- – AS LEIS E AS FORÇAS
- – A CRIAÇÃO PRIMÁRIA
- – A CRIAÇÃO UNIVERSAL
A Gênese, os Milagres e as Predições segundo o Espiritismo
AS LEIS E AS FORÇAS
8. Se um desses seres desconhecidos que consomem a sua existência efêmera no fundo das tenebrosas regiões do oceano; se um desses poligástricos60, uma dessas nereidas — miseráveis animais minúsculos que da natureza só conhecem os peixes ictiófagos61 e as florestas submarinas — recebesse de repente o dom da inteligência, a faculdade de estudar o seu mundo e de estabelecer sobre suas apreciações um raciocínio conjetural extensivo à universalidade das coisas, que ideia faria da natureza viva que se desenvolve em seu meio e do mundo terrestre que não faz parte do campo de suas observações?

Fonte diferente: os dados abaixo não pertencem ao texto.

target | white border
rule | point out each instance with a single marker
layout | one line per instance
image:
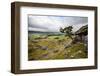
(25, 64)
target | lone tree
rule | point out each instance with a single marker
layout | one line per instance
(67, 31)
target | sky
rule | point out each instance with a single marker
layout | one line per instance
(54, 23)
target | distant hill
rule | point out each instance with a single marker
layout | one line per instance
(39, 32)
(82, 30)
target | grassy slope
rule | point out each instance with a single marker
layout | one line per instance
(41, 47)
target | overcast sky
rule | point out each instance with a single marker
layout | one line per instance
(53, 23)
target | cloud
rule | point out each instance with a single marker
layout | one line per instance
(53, 23)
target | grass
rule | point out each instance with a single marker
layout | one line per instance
(44, 47)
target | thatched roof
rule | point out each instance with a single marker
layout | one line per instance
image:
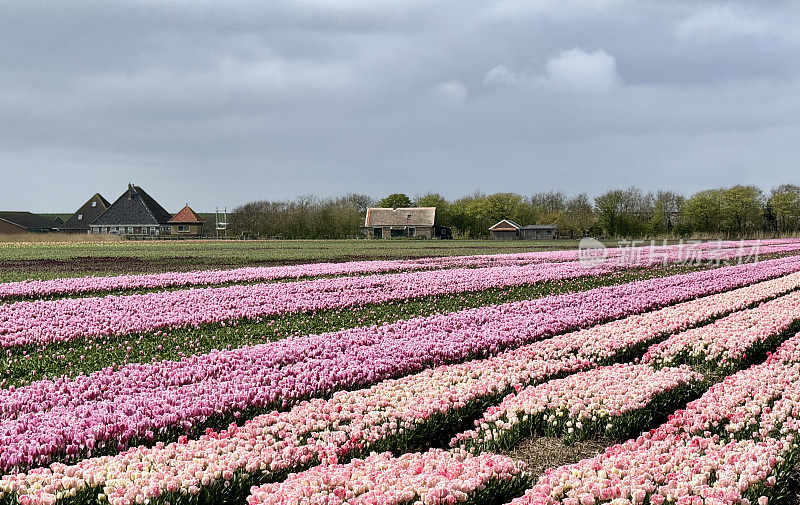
(186, 216)
(505, 225)
(133, 207)
(406, 216)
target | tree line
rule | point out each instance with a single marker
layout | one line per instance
(723, 212)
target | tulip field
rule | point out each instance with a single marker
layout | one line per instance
(409, 381)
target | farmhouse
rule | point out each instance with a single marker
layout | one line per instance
(133, 213)
(509, 230)
(403, 222)
(186, 223)
(83, 217)
(12, 223)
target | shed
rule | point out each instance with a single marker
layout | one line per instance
(538, 232)
(382, 222)
(505, 230)
(186, 223)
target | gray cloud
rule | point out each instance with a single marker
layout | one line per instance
(223, 102)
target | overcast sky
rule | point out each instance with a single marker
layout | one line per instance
(223, 102)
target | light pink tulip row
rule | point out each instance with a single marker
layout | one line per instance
(85, 285)
(727, 342)
(73, 419)
(46, 321)
(436, 477)
(393, 413)
(731, 446)
(612, 400)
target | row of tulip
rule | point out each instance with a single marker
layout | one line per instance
(42, 322)
(580, 397)
(593, 404)
(736, 444)
(613, 401)
(729, 341)
(393, 414)
(435, 477)
(69, 420)
(95, 285)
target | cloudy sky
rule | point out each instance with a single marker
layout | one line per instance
(223, 102)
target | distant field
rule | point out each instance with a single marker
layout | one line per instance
(47, 260)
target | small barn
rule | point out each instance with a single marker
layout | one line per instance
(538, 232)
(509, 230)
(186, 223)
(505, 230)
(133, 213)
(403, 222)
(79, 221)
(13, 223)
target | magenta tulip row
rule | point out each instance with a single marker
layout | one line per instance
(610, 401)
(436, 477)
(394, 413)
(83, 285)
(735, 444)
(46, 321)
(69, 420)
(88, 285)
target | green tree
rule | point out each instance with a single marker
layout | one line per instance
(702, 212)
(395, 201)
(579, 215)
(443, 215)
(742, 210)
(784, 201)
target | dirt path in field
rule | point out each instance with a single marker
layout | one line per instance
(541, 453)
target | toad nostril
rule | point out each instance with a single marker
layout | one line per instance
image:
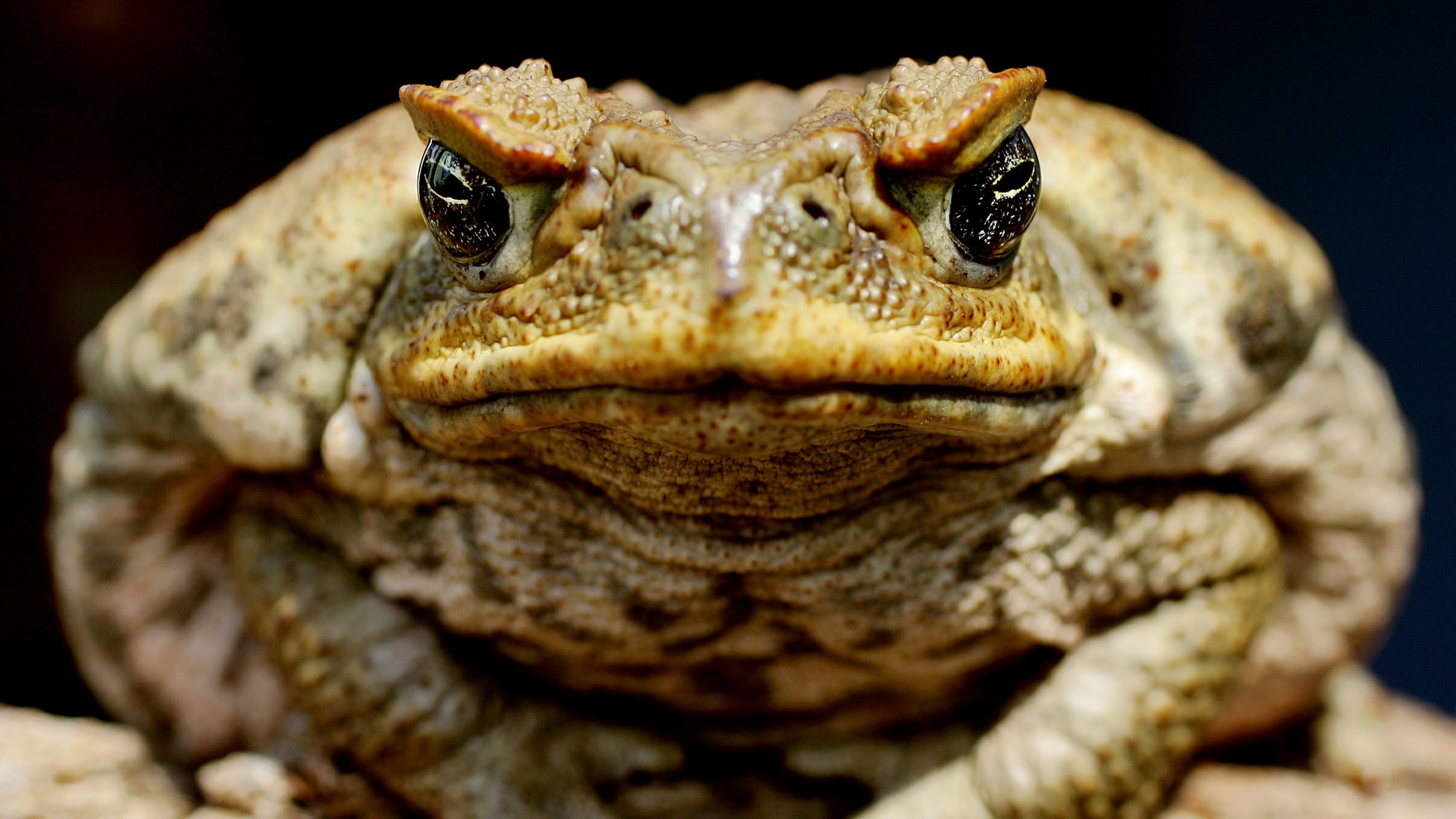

Agora, por efeito maravilhoso do poder da sua nova capacidade, se esse mesmo ser chegasse a se elevar acima das suas trevas eternas até a superfície do mar — não distante das margens opulentas de uma ilha de esplêndida vegetação, ao Sol fértil, irradiador de um benéfico calor —, que juízo ele faria das suas antigas teorias sobre a criação universal, teoria que ele logo substituiria por uma apreciação mais larga, embora ela ainda fosse tão relativamente incompleta quanto a primeira? Assim é, homens, a imagem da sua ciência toda especulativa!62
9. Já que venho aqui tratar da questão das leis e das forças que regem o Universo, eu que como vocês sou apenas um ser relativamente ignorante em face da ciência real, não obstante a aparente superioridade que me dá com relação aos meus irmãos da Terra a possibilidade de estudar questões naturais que lhe estão interditadas na sua situação, meu único objetivo é lhes expor a noção geral das leis universais, sem explicar em detalhes o modo de ação e a natureza das forças especiais de delas dependente.
10. Há um fluido etéreo que enche o espaço e penetra os corpos; esse fluido é o éter ou matéria cósmica primitiva, geradora do mundo e dos seres. Ao éter pertencem as forças que presidiram as metamorfoses da matéria e as leis imutáveis e necessárias que regem o mundo. Essas formas múltiplas — indefinidamente variadas segundo as combinações da matéria, localizadas segundo as massas e diversificadas em seus modos de ação, conforme as circunstâncias e os meios — são conhecidas na Terra sob os nomes de gravidade, coesão, afinidade, atração, magnetismo e eletricidade ativa; os movimentos vibratórios do agente são os de: som, calor, luz etc. Em outros mundos, elas se apresentam sob outros aspectos, oferecem outras características desconhecidas neste mundo, e na imensa amplidão dos céus, um número indefinido de forças tem se desenvolvido numa escala inimaginável cuja grandeza somos tão incapazes de avaliar, como o crustáceo no fundo do oceano é incapaz de apreender a universalidade dos fenômenos terrestres.63
Ora, assim como só há uma substância simples, primitiva, geradora de todos os corpos, porém diversificada em suas combinações, da mesma forma todas essas forças dependem de uma lei universal diversificada em seus efeitos, e que, nos decretos eternos, tem sido soberanamente imposta à criação para lhe constituir a harmonia e a estabilidade.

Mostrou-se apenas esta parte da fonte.